We are a commune of inquiring, skeptical, politically centrist, capitalist, anglophile, traditionalist New England Yankee humans, humanoids, and animals with many interests beyond and above politics. Each of us has had a high-school education (or GED), but all had ADD so didn't pay attention very well, especially the dogs. Each one of us does "try my best to be just like I am," and none of us enjoys working for others, including for Maggie, from whom we receive neither a nickel nor a dime. Freedom from nags, cranks, government, do-gooders, control-freaks and idiots is all that we ask for.
If 9/11 had really changed us, there’d be a 150-story building on the site of the World Trade Center today. It would have a classical memorial in the plaza with allegorical figures representing Sorrow and Resolve, and a fountain watched over by stern stone eagles. Instead there’s a pit, and arguments over the usual muted dolorous abstraction approved by the National Association of Grief Counselors. The Empire State Building took 18 months to build. During the Depression. We could do that again, but we don’t. And we don’t seem interested in asking why.
I heard the statistic about the Empire State Building this morning on Beck's radio show. It's amazing to me that so many of the things (including govt. projects) that were done in the '30s were done under budget and completed early. That would never happen today. The last example of that sort of productivity was the U-2. I can't find the time it took to build from a blank sheet of paper, but it was something ridiculous (especially by today's standards).
I think all of this is a result of over politicization (including environmental regs) of everything. It's enough to make you cry for us. Of course, that the stock in trade of the left - politics. I think the greatest thing in the design of our government is that politics is minimized by the larger personal sphere of freedom. Sadly, that has been whittled away so that everything is political.
Part of the efficiency and speed with which building projects were finished in the 1930s is that those who were lucky enough to get work on the project were so grateful that they did their best and most accurate work. They knew that other skilled workers were lined up in unemployment lines just waiting for the chance to take the job if they screwed up.
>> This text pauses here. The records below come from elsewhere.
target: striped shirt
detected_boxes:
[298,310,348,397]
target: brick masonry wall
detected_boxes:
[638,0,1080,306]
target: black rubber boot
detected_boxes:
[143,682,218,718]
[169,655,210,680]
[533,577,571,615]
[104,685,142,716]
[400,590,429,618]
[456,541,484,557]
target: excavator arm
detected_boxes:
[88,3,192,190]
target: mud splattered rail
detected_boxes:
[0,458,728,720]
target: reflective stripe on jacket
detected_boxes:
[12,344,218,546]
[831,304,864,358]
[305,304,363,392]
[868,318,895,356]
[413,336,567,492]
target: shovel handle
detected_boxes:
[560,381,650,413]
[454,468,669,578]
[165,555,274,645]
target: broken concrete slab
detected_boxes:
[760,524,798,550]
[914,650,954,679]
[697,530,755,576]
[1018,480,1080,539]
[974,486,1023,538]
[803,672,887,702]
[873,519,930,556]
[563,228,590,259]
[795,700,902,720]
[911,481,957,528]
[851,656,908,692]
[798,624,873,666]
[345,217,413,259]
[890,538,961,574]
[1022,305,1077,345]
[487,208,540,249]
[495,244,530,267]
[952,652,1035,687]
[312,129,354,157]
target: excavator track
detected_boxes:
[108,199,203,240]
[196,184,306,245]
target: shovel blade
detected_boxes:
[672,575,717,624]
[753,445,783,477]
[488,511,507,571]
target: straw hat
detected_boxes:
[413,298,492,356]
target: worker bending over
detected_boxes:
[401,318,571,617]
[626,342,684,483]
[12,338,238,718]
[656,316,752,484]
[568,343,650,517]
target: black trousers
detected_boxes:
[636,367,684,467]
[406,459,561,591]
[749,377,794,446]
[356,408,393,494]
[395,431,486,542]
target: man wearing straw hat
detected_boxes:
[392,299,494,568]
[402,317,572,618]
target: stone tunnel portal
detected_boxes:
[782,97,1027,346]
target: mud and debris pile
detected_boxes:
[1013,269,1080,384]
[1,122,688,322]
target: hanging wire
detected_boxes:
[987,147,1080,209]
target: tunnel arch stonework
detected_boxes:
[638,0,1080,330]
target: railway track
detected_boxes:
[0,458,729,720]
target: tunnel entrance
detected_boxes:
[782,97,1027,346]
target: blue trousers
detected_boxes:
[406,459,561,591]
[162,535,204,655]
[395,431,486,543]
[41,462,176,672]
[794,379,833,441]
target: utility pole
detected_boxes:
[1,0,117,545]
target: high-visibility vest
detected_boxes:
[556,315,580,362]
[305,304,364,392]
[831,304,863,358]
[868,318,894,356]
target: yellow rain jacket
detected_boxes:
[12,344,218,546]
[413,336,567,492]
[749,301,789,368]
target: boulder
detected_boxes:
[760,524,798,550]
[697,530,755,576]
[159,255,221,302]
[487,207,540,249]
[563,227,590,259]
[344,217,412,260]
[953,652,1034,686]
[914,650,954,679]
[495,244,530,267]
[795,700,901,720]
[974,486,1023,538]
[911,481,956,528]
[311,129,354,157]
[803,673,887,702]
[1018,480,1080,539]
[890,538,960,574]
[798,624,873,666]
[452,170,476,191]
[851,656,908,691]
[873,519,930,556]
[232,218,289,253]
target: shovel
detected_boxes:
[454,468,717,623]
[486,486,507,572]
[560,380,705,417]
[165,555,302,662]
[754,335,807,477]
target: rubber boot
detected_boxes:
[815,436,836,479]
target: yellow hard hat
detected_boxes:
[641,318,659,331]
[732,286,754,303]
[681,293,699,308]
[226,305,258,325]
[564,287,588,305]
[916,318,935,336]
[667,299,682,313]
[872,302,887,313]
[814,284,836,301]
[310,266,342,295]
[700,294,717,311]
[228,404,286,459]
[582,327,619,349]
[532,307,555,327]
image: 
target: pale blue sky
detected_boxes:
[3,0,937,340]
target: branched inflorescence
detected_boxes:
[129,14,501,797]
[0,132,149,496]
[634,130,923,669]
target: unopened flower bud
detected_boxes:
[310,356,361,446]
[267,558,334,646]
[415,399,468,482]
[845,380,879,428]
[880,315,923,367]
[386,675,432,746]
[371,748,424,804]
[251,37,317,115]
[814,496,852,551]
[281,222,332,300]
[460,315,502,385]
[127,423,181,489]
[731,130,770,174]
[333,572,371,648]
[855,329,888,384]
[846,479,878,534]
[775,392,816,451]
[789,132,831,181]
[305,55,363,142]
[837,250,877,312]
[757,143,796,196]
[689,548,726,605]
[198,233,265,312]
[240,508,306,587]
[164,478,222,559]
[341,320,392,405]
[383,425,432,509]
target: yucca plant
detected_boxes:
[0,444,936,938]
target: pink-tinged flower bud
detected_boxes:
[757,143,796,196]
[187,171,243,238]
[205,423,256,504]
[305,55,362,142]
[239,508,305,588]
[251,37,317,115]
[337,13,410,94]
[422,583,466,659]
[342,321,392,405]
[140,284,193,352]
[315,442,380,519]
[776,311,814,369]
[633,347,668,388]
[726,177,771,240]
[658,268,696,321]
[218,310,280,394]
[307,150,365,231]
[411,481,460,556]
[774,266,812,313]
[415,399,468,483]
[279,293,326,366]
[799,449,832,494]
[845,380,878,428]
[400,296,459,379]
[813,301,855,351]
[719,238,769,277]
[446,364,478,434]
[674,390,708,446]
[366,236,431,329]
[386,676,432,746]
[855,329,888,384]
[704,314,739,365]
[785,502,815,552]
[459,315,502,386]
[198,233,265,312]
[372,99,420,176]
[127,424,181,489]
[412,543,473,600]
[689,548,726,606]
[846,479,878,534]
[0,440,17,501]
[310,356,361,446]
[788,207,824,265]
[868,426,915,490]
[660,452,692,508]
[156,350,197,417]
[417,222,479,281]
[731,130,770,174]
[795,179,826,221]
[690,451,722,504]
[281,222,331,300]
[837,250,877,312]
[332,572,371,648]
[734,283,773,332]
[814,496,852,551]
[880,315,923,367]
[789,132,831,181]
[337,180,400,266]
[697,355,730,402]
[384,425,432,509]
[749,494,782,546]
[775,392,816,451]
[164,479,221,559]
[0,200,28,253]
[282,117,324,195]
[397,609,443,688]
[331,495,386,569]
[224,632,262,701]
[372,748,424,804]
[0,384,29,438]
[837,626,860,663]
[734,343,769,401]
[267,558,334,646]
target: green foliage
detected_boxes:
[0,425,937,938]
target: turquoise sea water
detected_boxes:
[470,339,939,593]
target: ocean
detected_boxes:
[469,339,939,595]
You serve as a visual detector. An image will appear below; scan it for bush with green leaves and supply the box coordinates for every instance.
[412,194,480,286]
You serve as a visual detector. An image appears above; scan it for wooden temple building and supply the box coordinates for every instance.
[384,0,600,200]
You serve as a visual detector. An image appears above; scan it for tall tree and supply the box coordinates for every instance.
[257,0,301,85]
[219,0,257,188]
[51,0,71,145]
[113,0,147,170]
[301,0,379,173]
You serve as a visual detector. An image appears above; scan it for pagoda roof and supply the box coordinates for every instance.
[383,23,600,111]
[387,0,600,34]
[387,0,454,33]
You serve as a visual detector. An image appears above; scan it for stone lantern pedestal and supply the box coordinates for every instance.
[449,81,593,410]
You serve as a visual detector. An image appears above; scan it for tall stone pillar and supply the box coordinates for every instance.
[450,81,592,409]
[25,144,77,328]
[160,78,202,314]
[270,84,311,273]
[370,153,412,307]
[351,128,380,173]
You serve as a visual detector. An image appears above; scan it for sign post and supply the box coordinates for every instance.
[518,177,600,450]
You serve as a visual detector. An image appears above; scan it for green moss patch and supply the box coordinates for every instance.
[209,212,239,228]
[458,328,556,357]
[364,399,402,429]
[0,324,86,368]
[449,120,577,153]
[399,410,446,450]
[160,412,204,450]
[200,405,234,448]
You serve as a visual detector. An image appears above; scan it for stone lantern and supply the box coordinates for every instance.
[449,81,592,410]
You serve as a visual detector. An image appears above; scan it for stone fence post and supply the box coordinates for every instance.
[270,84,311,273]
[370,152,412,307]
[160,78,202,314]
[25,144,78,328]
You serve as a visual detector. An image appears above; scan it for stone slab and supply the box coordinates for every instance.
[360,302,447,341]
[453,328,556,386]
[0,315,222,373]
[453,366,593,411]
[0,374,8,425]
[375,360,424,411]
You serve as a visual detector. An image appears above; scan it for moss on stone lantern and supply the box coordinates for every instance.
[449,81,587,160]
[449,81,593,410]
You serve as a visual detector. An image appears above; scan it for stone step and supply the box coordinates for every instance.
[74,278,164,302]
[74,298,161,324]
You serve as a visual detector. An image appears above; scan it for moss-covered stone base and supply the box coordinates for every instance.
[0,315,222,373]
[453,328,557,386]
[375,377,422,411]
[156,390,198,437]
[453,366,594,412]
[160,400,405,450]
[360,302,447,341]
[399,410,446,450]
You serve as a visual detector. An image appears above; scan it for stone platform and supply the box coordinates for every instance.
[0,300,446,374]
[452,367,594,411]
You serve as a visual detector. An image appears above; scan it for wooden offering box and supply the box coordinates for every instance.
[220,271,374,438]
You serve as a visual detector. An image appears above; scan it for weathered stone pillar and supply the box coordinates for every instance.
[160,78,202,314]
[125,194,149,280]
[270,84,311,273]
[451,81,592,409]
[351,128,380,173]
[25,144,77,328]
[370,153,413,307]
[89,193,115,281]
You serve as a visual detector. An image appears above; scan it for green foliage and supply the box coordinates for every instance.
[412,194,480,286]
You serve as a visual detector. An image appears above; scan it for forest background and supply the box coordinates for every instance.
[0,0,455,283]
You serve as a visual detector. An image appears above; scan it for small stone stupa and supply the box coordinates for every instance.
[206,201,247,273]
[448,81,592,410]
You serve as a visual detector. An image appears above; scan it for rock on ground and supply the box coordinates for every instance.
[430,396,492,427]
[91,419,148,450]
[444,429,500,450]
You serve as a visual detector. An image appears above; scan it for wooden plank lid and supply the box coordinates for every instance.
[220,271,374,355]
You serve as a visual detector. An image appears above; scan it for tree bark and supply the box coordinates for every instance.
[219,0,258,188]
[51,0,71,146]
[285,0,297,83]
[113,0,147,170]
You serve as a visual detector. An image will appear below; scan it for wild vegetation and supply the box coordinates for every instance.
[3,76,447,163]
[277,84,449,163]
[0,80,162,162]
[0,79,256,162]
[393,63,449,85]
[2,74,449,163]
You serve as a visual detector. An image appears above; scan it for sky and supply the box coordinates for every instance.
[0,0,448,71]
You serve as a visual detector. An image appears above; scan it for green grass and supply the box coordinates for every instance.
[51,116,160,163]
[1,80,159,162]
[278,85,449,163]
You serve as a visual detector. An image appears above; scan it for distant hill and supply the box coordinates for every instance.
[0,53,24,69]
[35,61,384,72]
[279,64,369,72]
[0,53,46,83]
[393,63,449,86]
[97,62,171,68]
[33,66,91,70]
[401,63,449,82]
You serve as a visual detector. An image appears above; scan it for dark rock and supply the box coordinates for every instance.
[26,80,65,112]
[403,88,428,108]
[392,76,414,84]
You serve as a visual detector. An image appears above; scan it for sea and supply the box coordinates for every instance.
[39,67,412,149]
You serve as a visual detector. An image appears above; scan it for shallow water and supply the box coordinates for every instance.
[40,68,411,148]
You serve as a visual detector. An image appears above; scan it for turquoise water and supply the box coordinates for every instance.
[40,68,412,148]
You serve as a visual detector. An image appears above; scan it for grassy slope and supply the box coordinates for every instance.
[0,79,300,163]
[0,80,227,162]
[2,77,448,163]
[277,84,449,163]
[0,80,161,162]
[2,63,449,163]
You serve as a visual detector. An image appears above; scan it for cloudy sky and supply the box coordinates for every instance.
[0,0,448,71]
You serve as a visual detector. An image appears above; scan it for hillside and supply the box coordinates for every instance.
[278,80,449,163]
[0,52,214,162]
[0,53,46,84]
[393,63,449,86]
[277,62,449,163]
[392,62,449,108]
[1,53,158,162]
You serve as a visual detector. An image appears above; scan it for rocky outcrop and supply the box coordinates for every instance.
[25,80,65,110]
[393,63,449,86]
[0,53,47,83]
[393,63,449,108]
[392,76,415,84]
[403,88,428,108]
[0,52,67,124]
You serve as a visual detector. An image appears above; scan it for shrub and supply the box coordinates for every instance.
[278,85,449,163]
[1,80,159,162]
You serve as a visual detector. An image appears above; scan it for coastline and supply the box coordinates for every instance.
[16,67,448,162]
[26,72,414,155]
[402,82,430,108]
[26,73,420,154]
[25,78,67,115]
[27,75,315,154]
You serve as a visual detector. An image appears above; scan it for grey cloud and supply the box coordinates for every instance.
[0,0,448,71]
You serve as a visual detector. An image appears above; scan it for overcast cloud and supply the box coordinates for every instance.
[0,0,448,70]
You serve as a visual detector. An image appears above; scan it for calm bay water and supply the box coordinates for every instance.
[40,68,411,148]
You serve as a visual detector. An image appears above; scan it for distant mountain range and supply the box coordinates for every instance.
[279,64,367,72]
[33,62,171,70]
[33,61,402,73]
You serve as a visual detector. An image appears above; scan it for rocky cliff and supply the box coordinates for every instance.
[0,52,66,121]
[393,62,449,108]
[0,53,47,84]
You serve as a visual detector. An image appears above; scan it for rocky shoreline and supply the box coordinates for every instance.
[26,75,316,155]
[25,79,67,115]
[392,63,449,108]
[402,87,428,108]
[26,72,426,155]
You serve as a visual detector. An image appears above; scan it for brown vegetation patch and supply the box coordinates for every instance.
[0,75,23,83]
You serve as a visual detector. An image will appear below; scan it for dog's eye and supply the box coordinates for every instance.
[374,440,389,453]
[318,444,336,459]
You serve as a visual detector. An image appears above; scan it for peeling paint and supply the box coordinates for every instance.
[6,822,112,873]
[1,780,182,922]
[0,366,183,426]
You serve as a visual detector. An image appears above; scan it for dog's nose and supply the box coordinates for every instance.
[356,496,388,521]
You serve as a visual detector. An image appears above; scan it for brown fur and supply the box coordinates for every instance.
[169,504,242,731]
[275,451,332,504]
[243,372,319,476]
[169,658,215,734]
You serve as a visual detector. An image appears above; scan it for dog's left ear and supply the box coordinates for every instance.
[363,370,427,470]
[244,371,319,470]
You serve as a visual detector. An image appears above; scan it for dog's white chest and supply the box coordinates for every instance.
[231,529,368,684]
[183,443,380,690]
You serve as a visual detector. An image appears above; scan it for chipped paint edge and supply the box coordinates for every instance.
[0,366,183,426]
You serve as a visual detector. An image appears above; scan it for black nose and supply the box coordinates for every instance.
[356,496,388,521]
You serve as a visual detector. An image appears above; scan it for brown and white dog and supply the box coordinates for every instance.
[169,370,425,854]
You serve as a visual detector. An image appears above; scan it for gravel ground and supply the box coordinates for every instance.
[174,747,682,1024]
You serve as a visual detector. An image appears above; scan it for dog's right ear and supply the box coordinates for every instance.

Part of the WPA Art Project, one of the many government make-work projects, was a program to record in pictures America as it was in those parlous times. My first husband was a student of the artist Ben Shahn, who had helped to compile and select the best, and we spent many hours examining those wonderful photographs which, IIRC, are now in the Smithsonian. They are amazing in their evocative detail, and the delineation of a population which was vastly different from us in features, expressions and quiet desperation.
There were very few fat people back then. And virtually no fat children.We walked everywhere or took the street car or the bus. We were lucky if we had a radio, and of course there was almost no TV.
People joke now about the CCC and the WPA, but they did something valuable for our country. If you are ever in Washington D.C. for a pleasure trip, it is a treasure trove of the American past, both in the Smithsonian and the smaller museums, like the National Portrait Gallery, the Decatur Museum and the Phillips Collection. When I lived there for two years, I explored all of these as much as I could, and marveled over and over and what a great country we have.
That's a good point. Of course with the construction industry on its back again, you might expect similar efficiencies, but I don't think we'd get them. I wonder if people are more willing to rip off the government than they were in the '30s.